Conclusions: Patients with SLE had increased cell surface S100A8/A9, which could be important in amplification and persistence of inflammation. Importantly, pDCs were able to synthesize S100A8/A9 proteins and up-regulate the cell surface expression upon immune complex-stimulation. Thus, S100A8/A9 may be a potent target for treatment of inflammatory diseases such as SLE.

Figure 1

Increased cell surface S100A8/A9 in patients with active disease compared with inactive disease and healthy controls.

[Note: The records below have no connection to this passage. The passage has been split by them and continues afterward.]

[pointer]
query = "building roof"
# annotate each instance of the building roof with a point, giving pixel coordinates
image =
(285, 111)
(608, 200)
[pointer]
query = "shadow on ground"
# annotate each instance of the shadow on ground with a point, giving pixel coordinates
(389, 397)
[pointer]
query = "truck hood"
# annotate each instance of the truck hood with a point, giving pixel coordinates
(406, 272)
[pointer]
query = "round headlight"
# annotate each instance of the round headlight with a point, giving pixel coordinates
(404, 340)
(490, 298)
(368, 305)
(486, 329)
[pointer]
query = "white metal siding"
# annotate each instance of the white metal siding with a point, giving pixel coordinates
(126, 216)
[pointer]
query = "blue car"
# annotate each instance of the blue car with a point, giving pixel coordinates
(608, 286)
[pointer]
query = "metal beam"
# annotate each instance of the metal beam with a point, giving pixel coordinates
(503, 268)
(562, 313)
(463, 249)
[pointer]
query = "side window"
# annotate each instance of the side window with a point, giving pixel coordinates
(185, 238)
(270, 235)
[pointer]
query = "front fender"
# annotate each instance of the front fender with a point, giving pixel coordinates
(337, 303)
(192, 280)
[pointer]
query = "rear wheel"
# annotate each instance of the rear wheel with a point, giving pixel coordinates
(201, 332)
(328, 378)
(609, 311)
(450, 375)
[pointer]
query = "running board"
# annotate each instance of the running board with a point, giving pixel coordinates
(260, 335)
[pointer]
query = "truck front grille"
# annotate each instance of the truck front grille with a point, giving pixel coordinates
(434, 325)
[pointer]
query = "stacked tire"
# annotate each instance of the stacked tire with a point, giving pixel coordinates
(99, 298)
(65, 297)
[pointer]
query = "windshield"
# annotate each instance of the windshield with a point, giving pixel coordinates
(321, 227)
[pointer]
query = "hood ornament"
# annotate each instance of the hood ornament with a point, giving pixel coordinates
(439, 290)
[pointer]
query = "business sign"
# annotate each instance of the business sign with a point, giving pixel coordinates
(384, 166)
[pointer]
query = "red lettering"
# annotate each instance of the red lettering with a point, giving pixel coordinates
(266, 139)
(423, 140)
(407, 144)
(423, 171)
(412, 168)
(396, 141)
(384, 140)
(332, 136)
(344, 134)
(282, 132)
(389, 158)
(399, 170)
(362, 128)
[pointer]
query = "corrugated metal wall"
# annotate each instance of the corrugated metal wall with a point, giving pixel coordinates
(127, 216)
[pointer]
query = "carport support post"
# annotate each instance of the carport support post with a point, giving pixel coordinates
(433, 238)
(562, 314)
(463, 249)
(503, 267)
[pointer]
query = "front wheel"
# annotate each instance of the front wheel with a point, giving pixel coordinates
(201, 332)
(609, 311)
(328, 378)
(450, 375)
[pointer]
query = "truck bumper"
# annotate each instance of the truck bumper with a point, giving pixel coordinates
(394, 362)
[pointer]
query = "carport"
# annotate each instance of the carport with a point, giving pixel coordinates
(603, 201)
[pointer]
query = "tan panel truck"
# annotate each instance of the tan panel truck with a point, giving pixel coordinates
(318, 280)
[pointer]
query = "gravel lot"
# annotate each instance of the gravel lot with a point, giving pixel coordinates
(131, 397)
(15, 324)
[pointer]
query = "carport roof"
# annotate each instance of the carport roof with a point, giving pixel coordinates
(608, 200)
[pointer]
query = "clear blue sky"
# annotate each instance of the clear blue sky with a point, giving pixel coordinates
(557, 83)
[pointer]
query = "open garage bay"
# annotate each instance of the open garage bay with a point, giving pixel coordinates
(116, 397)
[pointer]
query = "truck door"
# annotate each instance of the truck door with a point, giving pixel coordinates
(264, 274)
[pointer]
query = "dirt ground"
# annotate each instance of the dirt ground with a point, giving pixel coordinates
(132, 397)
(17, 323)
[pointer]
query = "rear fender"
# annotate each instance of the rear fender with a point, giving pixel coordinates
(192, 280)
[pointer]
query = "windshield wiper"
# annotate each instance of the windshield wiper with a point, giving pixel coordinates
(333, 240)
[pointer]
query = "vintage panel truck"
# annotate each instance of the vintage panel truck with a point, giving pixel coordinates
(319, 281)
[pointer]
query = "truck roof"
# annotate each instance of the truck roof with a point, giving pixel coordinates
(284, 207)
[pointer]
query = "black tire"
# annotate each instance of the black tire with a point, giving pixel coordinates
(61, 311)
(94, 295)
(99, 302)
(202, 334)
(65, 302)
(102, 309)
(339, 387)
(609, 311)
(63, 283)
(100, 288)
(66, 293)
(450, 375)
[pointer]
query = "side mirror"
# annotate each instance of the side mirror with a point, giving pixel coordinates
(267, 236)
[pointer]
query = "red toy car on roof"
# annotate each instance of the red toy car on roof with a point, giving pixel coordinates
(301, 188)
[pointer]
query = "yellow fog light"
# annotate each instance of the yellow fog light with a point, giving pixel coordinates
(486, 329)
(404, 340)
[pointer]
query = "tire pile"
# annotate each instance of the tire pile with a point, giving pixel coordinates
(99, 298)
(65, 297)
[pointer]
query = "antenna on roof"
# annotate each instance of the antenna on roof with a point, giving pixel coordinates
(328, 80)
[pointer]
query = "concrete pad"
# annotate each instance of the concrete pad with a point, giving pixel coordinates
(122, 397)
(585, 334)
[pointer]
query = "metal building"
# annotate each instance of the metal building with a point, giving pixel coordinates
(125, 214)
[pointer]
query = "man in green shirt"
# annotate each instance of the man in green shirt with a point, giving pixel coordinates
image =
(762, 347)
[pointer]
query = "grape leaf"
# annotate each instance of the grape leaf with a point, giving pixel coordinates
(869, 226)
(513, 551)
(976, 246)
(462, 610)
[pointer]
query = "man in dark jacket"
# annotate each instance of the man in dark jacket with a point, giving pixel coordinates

The cell surface S100A8/A9 was determined by flow cytometry on A) CD14⁺⁺CD16⁺, B) CD14⁺⁺CD16^-, C) CD3⁺, D) CD19⁺, E) CD16+ PMNs, F) BDCA-1⁺ and G) BDCA-2⁺ cells. The expression is defined as the mean fluorescence index (MFI) ratio between the S100A8/A9 antibody and its control isotype antibody in each experiment. The line represents the median-value. Active disease was defined as SLEDAI > 4 (SLE active).

Figure 2

S100A8/A9 mRNA expression in different cell populations, serum levels and cell surface S100A8/A9 upon pDC activation. A) The relative expression of S100A8 and S100A9 mRNA in different cell populations. PBMCs were isolated and sorted by flow cytometry before determining the mRNA levels of S100A8 and S100A9 by real-time PCR. B) Serum levels of S100A8/A9 measured by an in-house ELISA in SLE patients and healthy controls. The line represents the median value. C) Purified pDCs were stimulated with immune complexes for 20 h and analyzed for cell surface S100A8/A9 by flow cytometry. The data are presented as the mean fluorescence index (MFI) ratio with one standard deviation as compared to unstimulated cells for each experiment.

Figure 3

Analysis of S100A8/A9 staining in different leukocyte populations by confocal microscopy. Cells were isolated, fixed, permeabilized and stained for S100A8/A9 with the 27E10 antibody. T cells, B cells and mDCs (A, C and E, respectively) had no detectable S100A8/A9 expression while PMNs, pDCs and monocytes (B, D and F, respectively) had membrane-associated, as well as intracellular, S100A8/A9.